Forget the ‘why’ stage. We have ‘what that for?’

Every parent knows (or has been warned) about the dreaded “Why” stage that toddlers inevitably go through. I figured our time was coming soon.

But I was wrong.

Instead, or little lady skipped right over the basic “why” and landed on her new favourite phrase, “what that for?”

I guess it shouldn’t surprise me that her “why” stage is consisting of a sentence instead. She had a decent vocabulary starting by 14 months old. I have no idea where she gets her talkative nature… *insert bursts of laughter from all who know me personally here*

So now I hear “what that for?” approximately 50 times per day.

Lilly: “What that for?
Mommy: “That’s a bar to hang close in the box.
Lilly: “What that for?
Mommy: “That’s an umbrella so we don’t get rain on us.
Lilly: “What that for?
Mommy: “That’s a tape gun to close all the boxes.
Lilly: “What that for?
Mommy: “That machine makes Mommy’s coffee.” – as I make the 3rd cup before noon and pray for nap time to come…

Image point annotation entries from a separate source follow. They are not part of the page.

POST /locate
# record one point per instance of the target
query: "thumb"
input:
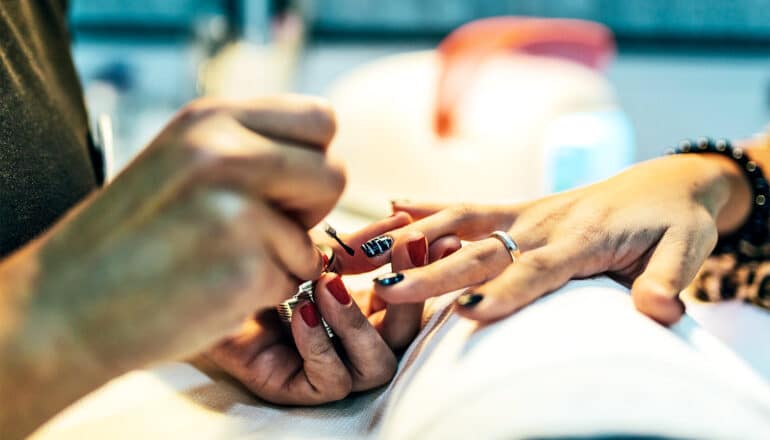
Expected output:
(672, 266)
(298, 119)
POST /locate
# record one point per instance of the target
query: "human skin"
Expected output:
(650, 227)
(302, 366)
(207, 225)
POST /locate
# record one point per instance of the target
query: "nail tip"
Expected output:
(469, 299)
(377, 246)
(389, 279)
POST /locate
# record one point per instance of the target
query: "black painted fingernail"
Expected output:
(389, 279)
(469, 299)
(377, 246)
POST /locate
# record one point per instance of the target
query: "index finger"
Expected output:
(473, 264)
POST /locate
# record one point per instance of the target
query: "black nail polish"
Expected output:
(377, 246)
(469, 299)
(389, 279)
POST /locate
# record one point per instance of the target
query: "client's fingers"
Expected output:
(401, 322)
(468, 222)
(417, 210)
(359, 263)
(324, 377)
(473, 264)
(371, 360)
(534, 274)
(672, 266)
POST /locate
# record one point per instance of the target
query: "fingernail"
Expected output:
(377, 246)
(469, 299)
(418, 251)
(310, 315)
(326, 252)
(339, 292)
(448, 252)
(389, 279)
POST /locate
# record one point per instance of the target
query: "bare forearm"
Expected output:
(44, 366)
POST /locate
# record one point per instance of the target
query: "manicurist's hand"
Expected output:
(301, 365)
(207, 225)
(650, 227)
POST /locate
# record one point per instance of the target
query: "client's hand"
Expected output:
(650, 227)
(302, 366)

It comes in waves and when she gets on a roll, she will ask “what that for?” on about 15-20 objects in a matter of 5 minutes. When this happens, she ends up pointing at obvious things that we both know she knows the answer to.

I would like to chalk it up to complete innocent curiosity…if it weren’t for that devilish grin she proudly displays.

Lilly: (pointing at her booster seat) “What that for?
Mommy: (in my head) “You know what that’s for, you mini tyrant! You sit in it THREE times a DAY!” (what I actually say) *deep breath* “That’s for you to sit in when you sit at the table, honey.

I swear it’s like she can sense my brain twitching.

I fully understand that this is one of her best methods of learning and is vitally important to her developmental growth. I will just have to work on maintaining my sanity while she giggles feverishly and asks what the couch is for.

In an ideal world, toddlers would learn how to pace their curiosity and question firing. But honestly, where’s the fun in that?